Wednesday, March 5, 2008

Realization

Daily Stats
Words: 1500
Caffeine: the usual (morning cup + midmorning cappuccino) - the guy in front of me at Starbucks blessed me. No, I didn't sneeze. I simply walked in, he turned and looked at me and said "God bless." I was completely thrown. How the hell do you respond to that? So I just stared at him for a minute and then meekly thanked him. Reason #876 why I'm going straight to hell. I have no idea what to do when someone randomly blesses me. I am ill-equip spiritually for spontaneous blessings! What do I say? "You too"? "Right back atchya"? "Ditto"? And then I get defensive. Why are you blessing me? Do I look like I need blessing? If I need to be blessed, I'll ask for it!!!! (not really, I'm Lutheran)
Evil Calories: mini vanilla bean scones from Starbucks (I blame the holy roller mentioned above)
Reality TV: Project Runway finale (go Rami!)

So, I've come to terms with something, and I'm not afraid to say it out loud. I like to write stories with happy endings.

There. I said it.

See, the annoying brainiac, emo-listening, melancholy side of me tries to push me to write uber-literary stuff with deep meaning and emotionally draining endings. But as hard as I try, the hopeless romantic in me always elbows her way in and takes over. So, I'm letting her win. I will freely write stories with happy endings. And the annoying brainiac, emo-listening, melancholy side of me will just have to go pound sand.


2 comments:

Girl Works said...

Up with happy endings!
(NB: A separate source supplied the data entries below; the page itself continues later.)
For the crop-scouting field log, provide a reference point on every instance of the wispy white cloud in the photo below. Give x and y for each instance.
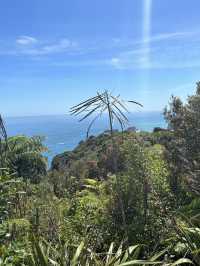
(167, 50)
(28, 45)
(26, 40)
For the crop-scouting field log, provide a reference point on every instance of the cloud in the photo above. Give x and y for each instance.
(166, 51)
(31, 46)
(26, 40)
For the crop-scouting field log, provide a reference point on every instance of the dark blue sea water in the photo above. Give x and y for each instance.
(63, 132)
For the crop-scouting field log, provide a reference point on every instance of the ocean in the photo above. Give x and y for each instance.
(63, 133)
Goooooooooo, happy endings!(that's meant to be "go", not "goo") I *heart* happy endings! As one who spent the bulk of her high school years focused on literary fiction and another four years in college reading literary fiction, I can tell you that happy endings rule! Vive les fins heureuses! Real life = hard. Happy endings = good.

And I am totally cracking up at someone blessing you in line at Starbucks. Shouldn't everyone have a Lutheran sensibility about this? I think the world would be a much calmer place if public prosthelytizing were replaced with hot dishes and jello.

Eileen said...

Life is short- why not have a happy ending? My day job is as a counselor for people going through catastrophic injury or illness. Reality can suck- I figure in fiction I should get the ending I want.